In-Out Seminar model
The In/Out seminar model alows for (i) more time for revision for all students, (ii) more opportunity for discussion, (iii) greater possibilities for self-assessment, as students also get to compare their knowledge with the others in the group, and (iv) an alternative to a traditional memory-based exam where knowledge is crammed in and then forgotten soon after. It can also ensure that most students are well read and prepared for the seminar.
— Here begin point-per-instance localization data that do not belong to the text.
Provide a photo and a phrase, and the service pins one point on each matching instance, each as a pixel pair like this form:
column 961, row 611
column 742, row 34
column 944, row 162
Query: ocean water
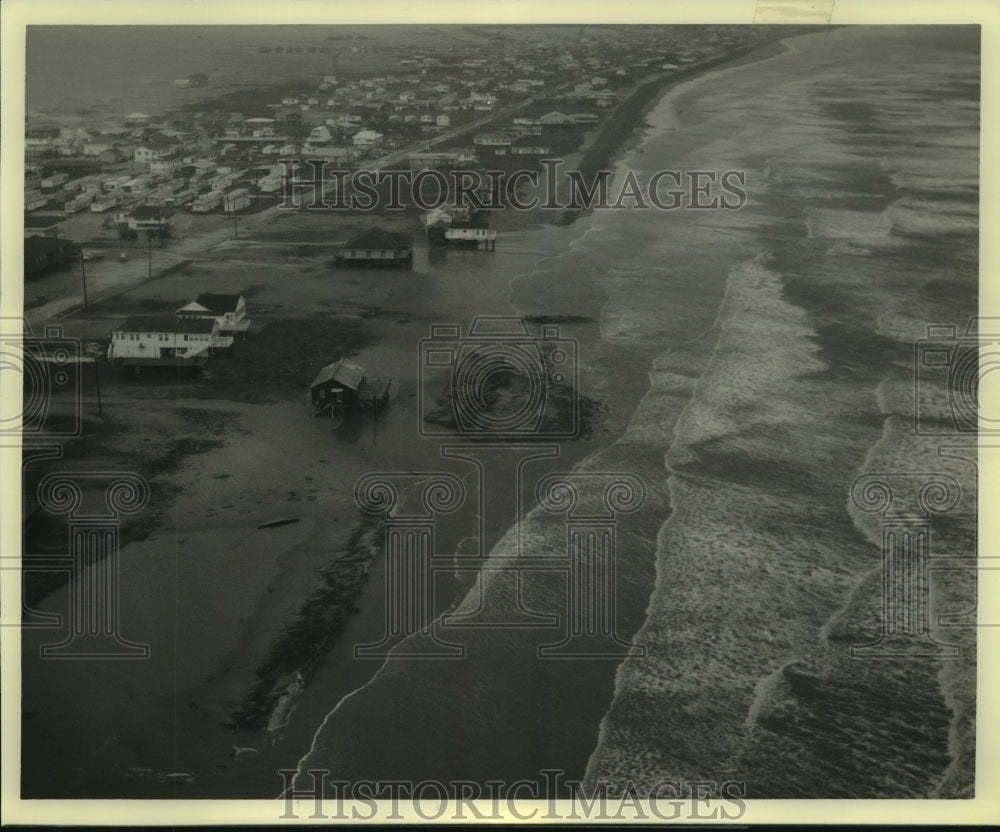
column 764, row 356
Students can ‘qualify’ to take their exam in this format; in other words, if a student does not perform adequately or if it seems obvious (to the tutor) that a student is not well read/prepared then the student can be warned/informed that she/ he must do the traditional ‘memory-based’ exam’. This is also the case if a student misses a seminar, as they have then denied themselves the opportunity to articulate, revise and to hear about the contents of the seminar discussion.
Procedure & information to students
Each In/Out seminar is about 90 minutes long and consists of approximately 15-18 students, divided into 3 sub-groups (group A,B,C). To begin with, group A is ‘IN’. This means that group A sits with the tutor in the inner ring. Meanwhile, the students in group B and C sit in the ‘OUT’ outer ring. The tutor uses the keywords/study questions (handed in beforehand by each group) to discuss the relevant chapter(s). After 25-30 minutes of discussion, the students of group A move to ‘OUT’ the outer ring, whilst the students in group B move into the inner ring. Once again, the group’s keywords are used to discuss the relevant chapters, for 25-30 minutes. This procedure in then repeated a final time, when Group C enters the inner ring. During the seminar, the tutor occasionally asks for a comment or an answer to a question from a student sitting in the outer ring too or responds to a question. During the seminars, you may have your notes with you. You can use them to support your memory (i.e. do not be afraid about forgetting). Please note, however, that you are expected to maintain eye-contact with the tutor and your seminar colleagues.